The factors leading to such pulmonary vascular obstruction in the setting of liver disease are complex, but originate from the development of portal hypertension. The pulmonary vascular pathology occurs within the context of a hyperdynamic state caused by extrahepatic (splanchnic) vasodilatation [31]. It is unknown if this persistent high flow state initiates (by shear stress) or exacerbates (in combination with circulating mediators) the pulmonary vascular proliferative process. Genetic predisposition may also have a role because not all patients with portal hypertension due to cirrhosis develop PPH [32]. It has been demonstrated that the pulmonary endothelial cells lack prostacyclin synthase in PPH patients (hence a lack of prostacyclin vasodilatation) [33], the pulmonary vascular bed is exposed to increased levels of circulating endothlin-1 in the setting of cirrhosis (a potent vasoconstrictor and facilitator of smooth muscle proliferation) [34,35], and may be deficient in local nitric oxide effect (for vasodilatation) [36]. The role of other circulating and receptor factors that may affect the pulmonary endothelium is speculative. These factors include vasoconstrictive/proliferative mediators such as serotonin, thromboxane, vasoactive intestinal peptide, and vascular endothelial growth factor (VEGF); as well as the possible imbalance of endothelin receptors (ET_A – mediating vasoconstriction; ET_B (mediating vasodilatation) in the pulmonary arterial bed [36]. The mechanistic link between estrogen signaling, serum estradiol levels, circulating endothelial progenitor cells, and the development of PPH is a current research hypothesis of interest [37,38].
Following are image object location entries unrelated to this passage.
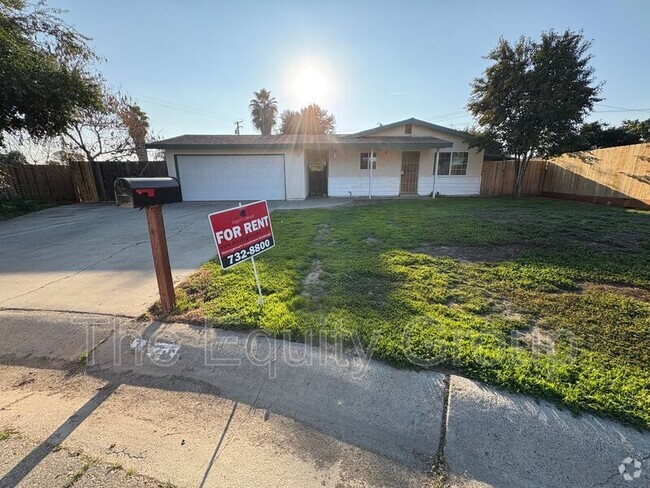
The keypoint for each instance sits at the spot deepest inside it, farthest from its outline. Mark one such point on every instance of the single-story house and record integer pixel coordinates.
(410, 157)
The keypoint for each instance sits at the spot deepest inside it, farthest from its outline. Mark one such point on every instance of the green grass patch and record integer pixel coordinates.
(550, 298)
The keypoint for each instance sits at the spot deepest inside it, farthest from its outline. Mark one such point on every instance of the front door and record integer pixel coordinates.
(317, 171)
(410, 170)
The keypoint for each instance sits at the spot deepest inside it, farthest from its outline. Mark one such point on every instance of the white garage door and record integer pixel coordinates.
(245, 177)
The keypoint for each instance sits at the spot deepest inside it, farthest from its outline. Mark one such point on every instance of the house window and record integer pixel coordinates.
(444, 163)
(459, 164)
(452, 163)
(364, 161)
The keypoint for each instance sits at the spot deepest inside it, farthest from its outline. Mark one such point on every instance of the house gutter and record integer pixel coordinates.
(435, 173)
(370, 164)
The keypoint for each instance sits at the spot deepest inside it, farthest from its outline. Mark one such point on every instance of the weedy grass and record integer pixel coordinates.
(549, 298)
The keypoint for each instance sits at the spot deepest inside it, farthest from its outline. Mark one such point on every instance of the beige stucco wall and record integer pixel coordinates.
(294, 166)
(468, 184)
(345, 178)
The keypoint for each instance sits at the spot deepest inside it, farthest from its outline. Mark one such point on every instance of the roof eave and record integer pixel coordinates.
(414, 121)
(308, 145)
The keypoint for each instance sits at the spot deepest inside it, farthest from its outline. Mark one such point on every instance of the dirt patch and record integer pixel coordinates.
(535, 339)
(492, 254)
(507, 310)
(323, 234)
(312, 286)
(628, 291)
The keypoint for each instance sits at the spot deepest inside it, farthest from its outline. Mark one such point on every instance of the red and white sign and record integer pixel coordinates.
(242, 232)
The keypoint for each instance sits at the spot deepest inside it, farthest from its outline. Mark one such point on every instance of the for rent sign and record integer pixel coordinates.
(242, 232)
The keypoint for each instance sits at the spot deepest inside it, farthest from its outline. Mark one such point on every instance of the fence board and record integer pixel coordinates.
(41, 182)
(616, 176)
(498, 178)
(84, 181)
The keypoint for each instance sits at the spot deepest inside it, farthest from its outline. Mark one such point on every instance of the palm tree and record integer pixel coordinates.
(264, 111)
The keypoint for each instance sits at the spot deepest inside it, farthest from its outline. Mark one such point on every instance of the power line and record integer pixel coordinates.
(184, 108)
(620, 109)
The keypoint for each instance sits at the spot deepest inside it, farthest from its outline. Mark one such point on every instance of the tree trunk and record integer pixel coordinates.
(141, 151)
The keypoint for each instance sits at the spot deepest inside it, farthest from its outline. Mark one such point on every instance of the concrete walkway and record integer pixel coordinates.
(193, 405)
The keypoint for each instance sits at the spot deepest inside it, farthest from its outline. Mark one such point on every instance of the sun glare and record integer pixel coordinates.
(310, 85)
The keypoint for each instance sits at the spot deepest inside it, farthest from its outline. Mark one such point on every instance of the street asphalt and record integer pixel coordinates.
(306, 416)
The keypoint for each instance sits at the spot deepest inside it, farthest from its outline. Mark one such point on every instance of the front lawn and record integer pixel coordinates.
(550, 298)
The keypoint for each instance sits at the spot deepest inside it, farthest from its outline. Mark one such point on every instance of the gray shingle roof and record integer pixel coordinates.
(285, 141)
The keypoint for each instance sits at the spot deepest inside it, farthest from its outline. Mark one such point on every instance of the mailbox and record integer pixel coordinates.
(145, 192)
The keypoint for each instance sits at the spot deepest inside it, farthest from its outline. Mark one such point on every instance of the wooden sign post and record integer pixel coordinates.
(161, 264)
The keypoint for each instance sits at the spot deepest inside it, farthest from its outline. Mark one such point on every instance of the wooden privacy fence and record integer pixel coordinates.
(80, 181)
(41, 182)
(613, 176)
(498, 178)
(93, 182)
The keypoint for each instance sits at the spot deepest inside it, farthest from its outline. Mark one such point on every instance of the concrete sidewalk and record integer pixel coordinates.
(188, 404)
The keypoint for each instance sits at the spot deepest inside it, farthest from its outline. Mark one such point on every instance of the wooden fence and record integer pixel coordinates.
(80, 181)
(41, 182)
(498, 178)
(613, 176)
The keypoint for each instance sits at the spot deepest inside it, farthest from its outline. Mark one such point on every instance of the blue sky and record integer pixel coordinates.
(193, 65)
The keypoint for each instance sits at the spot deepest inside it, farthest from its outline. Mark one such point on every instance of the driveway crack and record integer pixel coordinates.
(76, 272)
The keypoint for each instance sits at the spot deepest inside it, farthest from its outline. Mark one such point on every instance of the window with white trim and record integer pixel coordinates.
(452, 163)
(363, 160)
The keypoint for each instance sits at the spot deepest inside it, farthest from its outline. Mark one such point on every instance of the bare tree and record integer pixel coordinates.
(99, 135)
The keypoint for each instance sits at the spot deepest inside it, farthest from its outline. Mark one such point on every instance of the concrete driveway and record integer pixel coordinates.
(97, 258)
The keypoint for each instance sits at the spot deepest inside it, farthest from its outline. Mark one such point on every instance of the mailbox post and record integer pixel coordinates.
(161, 264)
(151, 194)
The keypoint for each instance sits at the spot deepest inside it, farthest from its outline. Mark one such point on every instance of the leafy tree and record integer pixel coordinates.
(44, 78)
(264, 111)
(136, 122)
(290, 122)
(12, 158)
(534, 96)
(312, 119)
(640, 128)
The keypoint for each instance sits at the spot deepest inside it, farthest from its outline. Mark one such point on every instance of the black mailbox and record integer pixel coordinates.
(144, 192)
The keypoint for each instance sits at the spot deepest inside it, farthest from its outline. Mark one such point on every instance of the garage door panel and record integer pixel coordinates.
(241, 177)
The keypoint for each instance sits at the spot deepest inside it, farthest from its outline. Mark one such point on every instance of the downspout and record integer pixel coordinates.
(435, 172)
(370, 175)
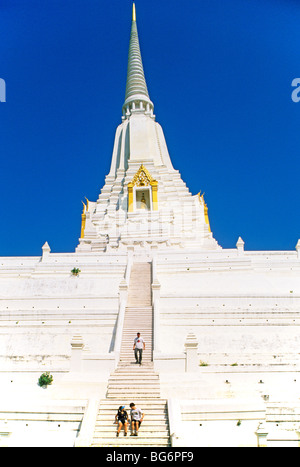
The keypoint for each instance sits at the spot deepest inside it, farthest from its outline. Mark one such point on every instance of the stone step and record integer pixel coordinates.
(130, 441)
(120, 377)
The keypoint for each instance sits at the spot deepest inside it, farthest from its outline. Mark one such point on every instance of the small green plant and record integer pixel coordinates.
(75, 271)
(45, 379)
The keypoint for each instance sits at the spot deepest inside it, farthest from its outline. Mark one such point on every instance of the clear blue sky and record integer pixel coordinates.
(219, 74)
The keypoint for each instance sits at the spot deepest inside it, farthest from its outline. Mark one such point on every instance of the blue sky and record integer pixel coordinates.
(219, 74)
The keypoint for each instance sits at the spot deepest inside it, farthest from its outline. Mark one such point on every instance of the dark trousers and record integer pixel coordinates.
(138, 353)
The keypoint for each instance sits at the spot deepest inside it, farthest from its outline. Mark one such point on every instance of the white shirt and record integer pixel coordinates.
(139, 342)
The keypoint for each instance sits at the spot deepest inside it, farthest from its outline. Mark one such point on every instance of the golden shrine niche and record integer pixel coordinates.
(142, 192)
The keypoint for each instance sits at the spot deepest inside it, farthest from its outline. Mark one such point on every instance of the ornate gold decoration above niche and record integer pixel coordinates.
(201, 200)
(142, 179)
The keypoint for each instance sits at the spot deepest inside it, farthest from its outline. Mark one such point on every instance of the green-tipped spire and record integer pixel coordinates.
(136, 88)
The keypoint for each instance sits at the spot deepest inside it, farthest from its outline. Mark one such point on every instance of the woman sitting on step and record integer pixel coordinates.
(122, 418)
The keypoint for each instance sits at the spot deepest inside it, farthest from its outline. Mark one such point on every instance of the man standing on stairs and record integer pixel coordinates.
(136, 419)
(138, 347)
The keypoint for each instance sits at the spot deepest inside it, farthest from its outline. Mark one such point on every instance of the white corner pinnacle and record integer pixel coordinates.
(240, 246)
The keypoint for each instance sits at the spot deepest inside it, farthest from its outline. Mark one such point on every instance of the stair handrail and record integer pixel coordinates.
(123, 295)
(155, 302)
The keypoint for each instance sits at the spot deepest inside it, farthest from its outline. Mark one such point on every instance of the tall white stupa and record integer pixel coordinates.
(221, 364)
(144, 201)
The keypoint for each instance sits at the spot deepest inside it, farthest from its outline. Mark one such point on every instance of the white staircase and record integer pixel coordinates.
(138, 313)
(131, 382)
It is also hypothesized that, initially, the intrahepatic injury leads to an intrahepatic increased resistance to flow. Such injury evokes mediators that cause splanchnic vasodilatation via enhanced local nitric oxide effect and presumed angiogenesis effect [31,39]. The splanchnic bed becomes hyporesponsive to vasoconstrictors; excess volume occurs due to renal retention and a hyperdynamic state is generated. This high flow exacerbates the existing portal hypertension due to increased intrahepatic resistance to flow, leading to the creation of alternative flow pathways: portocaval shunts and esophagogastric varices. Presumably, such aberrant pathways allow other mediators to reach the pulmonary arterial bed and, in the setting of high flow, “trigger” the pulmonary arterial proliferative process.